In the beginning of 2011 some open data was released by the Bulgarian government on www.parliament.bg. Visitors could export information of bills and members of parliament as XML or CSV. They could also download the votes of individual MPs or parliamentary groups as Excel files. While what data was useful and an important step forward, I found problems in the format and the exported files. Also, one could find a lot more information on the website, that could not be exported as open structured data.
So I started a project to scrape the website, fix the available data, refine, enrich and link it. After several versions of the schema, the final dataset was released in the beginning of December. It contains over 11,000 data points and over 1.12 Gb of data. The items are as follows:
- Profiles for each MP – general biography, previous parliamentary terms, participation in parliamentary groups, committees, “friendship groups” and delegation, supported bills, absences, external consultants, questions during plenary meetings.
- Data on bills – laws, legislative proposals, decisions and official declarations.
- Parliamentary groups and committees – current members and member history, proposed bills, external consultants, meeting schedule, agenda, transcripts and reports.
- Parliamentary delegations and “friendship groups” – current members and member history.
- Parliamentary sittings – program for the sitting with questions and legislative proposals; transcripts; voting history for each MP on each discussion point.
- Parliamentary procurements – description, topic, procurement registry code.
The dataset can be downloaded as two ZIP files together with the XSD schema.
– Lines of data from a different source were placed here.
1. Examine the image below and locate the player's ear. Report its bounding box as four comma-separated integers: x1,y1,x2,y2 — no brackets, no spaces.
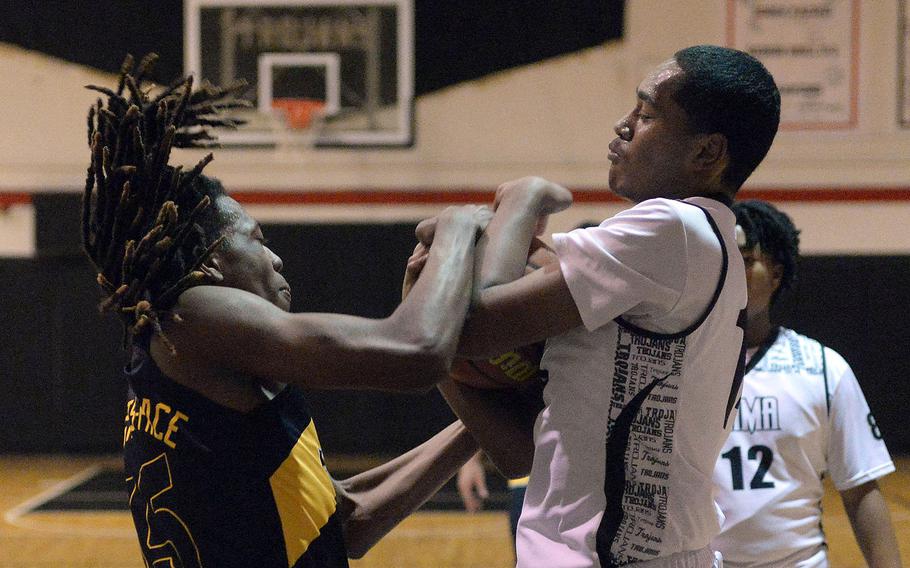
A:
694,132,729,172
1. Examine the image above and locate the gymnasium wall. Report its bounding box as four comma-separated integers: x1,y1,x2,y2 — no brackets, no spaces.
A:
0,0,910,452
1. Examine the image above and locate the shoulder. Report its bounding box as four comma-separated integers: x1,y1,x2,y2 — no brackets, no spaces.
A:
172,286,284,320
162,286,288,350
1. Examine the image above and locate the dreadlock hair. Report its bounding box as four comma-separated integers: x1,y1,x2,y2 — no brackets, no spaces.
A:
732,199,799,306
673,45,780,190
82,54,250,353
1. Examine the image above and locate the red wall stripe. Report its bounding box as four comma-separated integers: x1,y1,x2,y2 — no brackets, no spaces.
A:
0,187,910,208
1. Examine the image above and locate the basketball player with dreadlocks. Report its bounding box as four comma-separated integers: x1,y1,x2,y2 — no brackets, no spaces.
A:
714,201,901,568
83,56,490,568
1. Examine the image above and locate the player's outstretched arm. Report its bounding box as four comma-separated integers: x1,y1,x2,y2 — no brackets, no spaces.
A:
458,177,581,358
160,206,490,400
455,452,490,513
840,480,901,568
335,422,477,558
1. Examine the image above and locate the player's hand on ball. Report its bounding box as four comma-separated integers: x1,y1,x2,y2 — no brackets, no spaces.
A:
493,176,572,217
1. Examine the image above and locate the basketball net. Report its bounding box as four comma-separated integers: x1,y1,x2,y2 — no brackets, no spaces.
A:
271,98,325,149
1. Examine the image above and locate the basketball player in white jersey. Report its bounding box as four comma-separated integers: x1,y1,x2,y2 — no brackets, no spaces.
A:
410,46,780,568
714,201,900,568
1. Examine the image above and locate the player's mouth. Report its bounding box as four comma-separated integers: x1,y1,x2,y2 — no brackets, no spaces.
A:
607,138,622,164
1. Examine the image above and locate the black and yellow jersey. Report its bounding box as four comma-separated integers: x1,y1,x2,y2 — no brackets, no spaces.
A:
123,348,348,568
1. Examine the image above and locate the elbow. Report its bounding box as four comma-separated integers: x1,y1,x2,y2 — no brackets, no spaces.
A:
344,521,374,560
487,453,534,479
386,346,454,394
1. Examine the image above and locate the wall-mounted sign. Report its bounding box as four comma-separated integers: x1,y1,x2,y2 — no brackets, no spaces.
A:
727,0,859,130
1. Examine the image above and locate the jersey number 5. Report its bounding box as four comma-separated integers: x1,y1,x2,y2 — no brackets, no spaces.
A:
720,446,774,490
127,454,202,568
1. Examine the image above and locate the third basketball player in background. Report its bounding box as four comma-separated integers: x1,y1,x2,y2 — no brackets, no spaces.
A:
714,201,901,568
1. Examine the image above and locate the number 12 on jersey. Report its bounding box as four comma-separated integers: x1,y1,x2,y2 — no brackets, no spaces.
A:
720,446,774,490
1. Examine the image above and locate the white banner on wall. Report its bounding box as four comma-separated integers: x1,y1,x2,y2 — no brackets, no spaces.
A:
727,0,859,130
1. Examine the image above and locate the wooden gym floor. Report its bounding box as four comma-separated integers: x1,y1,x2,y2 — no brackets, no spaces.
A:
0,456,910,568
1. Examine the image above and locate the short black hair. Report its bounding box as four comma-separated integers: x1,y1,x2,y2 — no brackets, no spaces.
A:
732,199,799,305
673,45,780,190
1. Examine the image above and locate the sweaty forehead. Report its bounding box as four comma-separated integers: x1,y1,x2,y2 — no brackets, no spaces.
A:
638,59,683,104
215,195,256,233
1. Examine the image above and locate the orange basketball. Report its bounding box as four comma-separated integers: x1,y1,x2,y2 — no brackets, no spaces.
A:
452,342,544,389
452,238,556,389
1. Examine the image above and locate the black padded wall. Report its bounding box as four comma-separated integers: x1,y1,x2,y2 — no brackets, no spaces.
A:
0,195,910,455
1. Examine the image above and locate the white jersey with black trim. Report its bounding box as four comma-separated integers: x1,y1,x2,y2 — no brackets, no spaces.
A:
714,328,894,568
517,198,746,568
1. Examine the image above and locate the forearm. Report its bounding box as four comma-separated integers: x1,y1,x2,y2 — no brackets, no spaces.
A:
336,422,478,558
388,220,475,374
438,379,543,479
841,481,901,568
472,190,540,292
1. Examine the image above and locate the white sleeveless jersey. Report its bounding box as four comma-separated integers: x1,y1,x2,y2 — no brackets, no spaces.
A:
714,328,894,568
517,198,746,568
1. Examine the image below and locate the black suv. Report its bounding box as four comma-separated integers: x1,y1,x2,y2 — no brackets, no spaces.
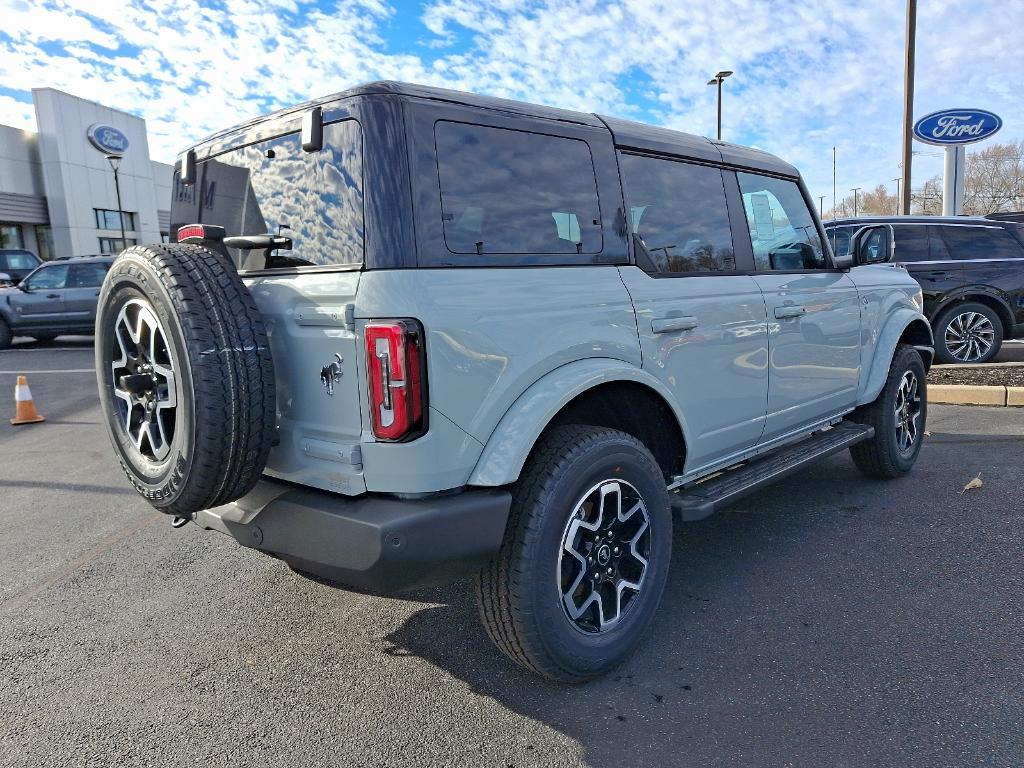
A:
0,256,114,349
825,216,1024,362
0,248,43,286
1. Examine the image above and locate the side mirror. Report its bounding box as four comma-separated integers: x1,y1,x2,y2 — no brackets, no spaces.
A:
833,253,854,270
850,224,896,264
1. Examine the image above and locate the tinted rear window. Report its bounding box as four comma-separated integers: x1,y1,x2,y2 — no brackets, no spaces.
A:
893,224,931,261
618,155,736,272
434,121,602,254
171,120,364,270
935,226,1024,259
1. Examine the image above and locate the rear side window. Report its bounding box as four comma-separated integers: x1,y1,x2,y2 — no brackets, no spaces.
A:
68,264,108,288
736,173,830,271
936,226,1024,260
434,121,602,254
171,120,364,271
620,155,736,273
25,264,68,291
893,224,933,262
0,251,39,269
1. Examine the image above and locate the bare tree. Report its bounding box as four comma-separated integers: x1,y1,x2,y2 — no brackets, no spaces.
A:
911,141,1024,216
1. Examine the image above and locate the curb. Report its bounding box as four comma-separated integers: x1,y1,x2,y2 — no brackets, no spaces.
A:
928,384,1024,407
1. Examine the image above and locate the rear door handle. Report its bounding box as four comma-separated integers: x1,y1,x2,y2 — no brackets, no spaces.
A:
650,314,700,334
775,304,807,319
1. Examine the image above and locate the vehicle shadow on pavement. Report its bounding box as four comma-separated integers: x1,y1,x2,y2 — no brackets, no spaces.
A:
387,466,858,768
378,442,1019,768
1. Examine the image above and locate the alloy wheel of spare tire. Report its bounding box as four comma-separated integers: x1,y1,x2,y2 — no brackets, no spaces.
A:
95,244,275,517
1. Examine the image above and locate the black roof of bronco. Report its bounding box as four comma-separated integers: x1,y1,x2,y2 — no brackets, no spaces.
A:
195,80,799,177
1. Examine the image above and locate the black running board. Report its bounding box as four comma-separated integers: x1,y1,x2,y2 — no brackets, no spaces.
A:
672,421,874,521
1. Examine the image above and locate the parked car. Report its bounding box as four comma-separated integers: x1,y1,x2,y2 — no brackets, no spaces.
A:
0,256,114,349
95,83,932,681
0,248,43,285
825,216,1024,362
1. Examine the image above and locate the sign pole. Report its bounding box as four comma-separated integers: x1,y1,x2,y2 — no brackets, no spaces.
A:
900,0,918,216
942,144,967,216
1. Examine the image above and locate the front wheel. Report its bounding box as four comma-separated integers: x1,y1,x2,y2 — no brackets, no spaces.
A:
850,344,928,477
476,426,672,682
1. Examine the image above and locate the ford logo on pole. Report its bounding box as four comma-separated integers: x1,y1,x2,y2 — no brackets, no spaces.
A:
86,123,128,155
913,110,1002,144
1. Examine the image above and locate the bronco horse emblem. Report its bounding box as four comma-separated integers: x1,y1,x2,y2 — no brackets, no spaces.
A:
321,352,345,396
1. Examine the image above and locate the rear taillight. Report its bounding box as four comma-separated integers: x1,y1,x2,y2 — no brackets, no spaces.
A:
366,319,427,441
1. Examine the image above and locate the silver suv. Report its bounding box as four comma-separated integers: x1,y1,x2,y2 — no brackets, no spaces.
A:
96,83,932,681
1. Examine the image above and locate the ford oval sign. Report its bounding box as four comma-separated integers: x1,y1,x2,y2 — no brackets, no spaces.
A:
913,110,1002,144
86,123,128,155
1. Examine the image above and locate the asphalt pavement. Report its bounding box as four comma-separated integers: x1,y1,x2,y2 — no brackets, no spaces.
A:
0,340,1024,768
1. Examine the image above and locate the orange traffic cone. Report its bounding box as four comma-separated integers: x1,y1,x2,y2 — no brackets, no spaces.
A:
10,376,46,424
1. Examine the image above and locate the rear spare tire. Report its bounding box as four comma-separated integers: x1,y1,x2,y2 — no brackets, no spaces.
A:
95,244,275,516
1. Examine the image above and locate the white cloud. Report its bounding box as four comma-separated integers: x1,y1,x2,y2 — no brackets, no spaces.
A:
0,0,1024,201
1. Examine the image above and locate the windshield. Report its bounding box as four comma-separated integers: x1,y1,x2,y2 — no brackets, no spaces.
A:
171,120,364,271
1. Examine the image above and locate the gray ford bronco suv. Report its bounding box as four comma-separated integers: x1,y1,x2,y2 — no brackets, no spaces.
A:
96,82,932,681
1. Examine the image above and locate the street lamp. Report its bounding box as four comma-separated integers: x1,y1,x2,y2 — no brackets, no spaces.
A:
106,155,128,251
708,70,732,141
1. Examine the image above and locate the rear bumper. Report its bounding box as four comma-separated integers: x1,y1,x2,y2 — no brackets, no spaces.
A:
196,479,512,594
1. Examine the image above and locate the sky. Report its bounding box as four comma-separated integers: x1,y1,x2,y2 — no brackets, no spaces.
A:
0,0,1024,208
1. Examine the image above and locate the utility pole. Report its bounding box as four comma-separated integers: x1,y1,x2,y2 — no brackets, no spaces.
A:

The scraping scripts are also open sourced in GitHub. You can find all this open Bulgarian Parliament data on the DataHub.
Although refined, this data is not without its flaws. Some historical data on MPs’ biography and questions is missing. Also, transcripts are not structured, but in free text, making it almost impossible to parse. There is some hope that the parliamentary administration will release the transcripts in XML, but I’m not holding my breath. Currently the transcripts go back 20 years, and those back to the ’70s are being parsed and will be released soon. All other data is since 2001, except individual votes, which are since 2009.
This data can be quite useful for parliamentary journalism, but in itself consists only of raw XML files. This is why another project is being set up that aims at building a platform for analyzing and visualizing the refined dataset. It will be targeted at data journalists and visualization experts. It is sponsored by the Institute for Public Environment Development and all results will be released as open data. I hope that in the first quarter of 2012 the first beta will come out.